Below is the output obtained by running the shells/create_datasets.sh script, modified only to build the mass_buildings data:

patch size: 92 24 16
n_all_files: 1
divide:0.6727173328399658
0 / 1 n_patches: 7744
patches:     7744
patch size: 92 24 16
n_all_files: 1
divide:0.6314394474029541
0 / 1 n_patches: 7744
patches:     7744
patch size: 92 24 16
n_all_files: 4
divide:0.6260504722595215
0 / 4 n_patches: 7744
divide:0.667414665222168
1 / 4 n_patches: 15488
divide:0.628319263458252
2 / 4 n_patches: 23232
divide:0.6634025573730469
3 / 4 n_patches: 30976
patches:     30976
0.03437542915344238 sec (128, 3, 64, 64) (128, 16, 16)

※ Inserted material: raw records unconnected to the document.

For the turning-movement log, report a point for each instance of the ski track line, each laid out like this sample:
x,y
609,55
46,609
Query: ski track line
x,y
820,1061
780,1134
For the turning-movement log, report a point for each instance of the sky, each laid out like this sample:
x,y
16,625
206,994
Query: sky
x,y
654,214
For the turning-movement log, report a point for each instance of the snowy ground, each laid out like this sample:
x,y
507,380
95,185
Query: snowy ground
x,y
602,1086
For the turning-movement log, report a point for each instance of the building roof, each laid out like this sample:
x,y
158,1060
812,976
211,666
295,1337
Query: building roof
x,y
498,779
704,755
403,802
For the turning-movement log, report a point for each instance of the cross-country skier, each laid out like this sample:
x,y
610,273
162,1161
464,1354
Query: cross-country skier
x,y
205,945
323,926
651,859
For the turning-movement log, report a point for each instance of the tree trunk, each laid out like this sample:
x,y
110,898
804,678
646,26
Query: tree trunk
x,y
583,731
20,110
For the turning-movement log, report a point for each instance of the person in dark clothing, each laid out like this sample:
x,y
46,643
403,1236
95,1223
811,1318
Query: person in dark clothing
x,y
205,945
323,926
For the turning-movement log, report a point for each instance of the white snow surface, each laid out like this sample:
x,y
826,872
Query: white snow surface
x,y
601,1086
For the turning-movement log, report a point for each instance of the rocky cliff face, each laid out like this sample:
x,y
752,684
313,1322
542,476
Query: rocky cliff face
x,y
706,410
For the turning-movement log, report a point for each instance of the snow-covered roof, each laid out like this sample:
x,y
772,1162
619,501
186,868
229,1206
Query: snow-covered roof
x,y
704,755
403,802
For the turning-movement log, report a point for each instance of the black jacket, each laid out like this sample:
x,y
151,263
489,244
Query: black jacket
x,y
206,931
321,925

Then the training script is initiated using the following command:

user@user-VirtualBox:~/Source/ssai-cnn$ CHAINER_TYPE_CHECK=0 CHAINER_SEED=$1 \
> nohup python ./scripts/train.py \
> --seed 0 \
> --gpu -1 \
> --model ./models/MnihCNN_multi.py \
> --train_orthokill _db data/mass_buildings/lmdb/train_sat \
> --train_label_db data/mass_buildings/lmdb/train_map \
> --valid_ortho_db data/mass_buildings/lmdb/valid_sat \
> --valid_label_db data/mass_buildings/lmdb/valid_map \
> --dataset_size 1.0 \
> --epoch 1

As you can see above, I've been using only 8 images and a single epoch. I left the entire process run an entire night and never completed. Hence the reason I believe the process simply hanged. Using nohup also does not complete. When forcefully stopped using Ctrl-C, I'm obtaining the following message:

# cat nohup.out 
Traceback (most recent call last):
  File "./scripts/train.py", line 313, in <module>
    model, optimizer = one_epoch(args, model, optimizer, epoch, True)
  File "./scripts/train.py", line 265, in one_epoch
    optimizer.update(model, x, t)
  File "/usr/local/lib/python3.5/dist-packages/chainer/optimizer.py", line 377, in update
    loss = lossfun(*args, **kwds)
  File "./models/MnihCNN_multi.py", line 31, in __call__
    self.loss = F.softmax_cross_entropy(h, t, normalize=False)
  File "/usr/local/lib/python3.5/dist-packages/chainer/functions/loss/softmax_cross_entropy.py", line 152, in softmax_cross_entropy
    return SoftmaxCrossEntropy(use_cudnn, normalize)(x, t)
  File "/usr/local/lib/python3.5/dist-packages/chainer/function.py", line 105, in __call__
    outputs = self.forward(in_data)
  File "/usr/local/lib/python3.5/dist-packages/chainer/function.py", line 183, in forward
    return self.forward_cpu(inputs)
  File "/usr/local/lib/python3.5/dist-packages/chainer/functions/loss/softmax_cross_entropy.py", line 39, in forward_cpu
    p = yd[six.moves.range(t.size), numpy.maximum(t.flat, 0)]
IndexError: index 76 is out of bounds for axis 1 with size 3

This is the only components that fails at this moment. I've tested the prediction and evaluation phases using the pre-trained data and both seems to complete successfully. Any assistance on how I could use the training script using custom datasets would be appreciated.

Thank you

mitmul commented 6 years ago

@InfectedPacket Thank you for trying my code. If you don't change anything in the code, the training successfully run?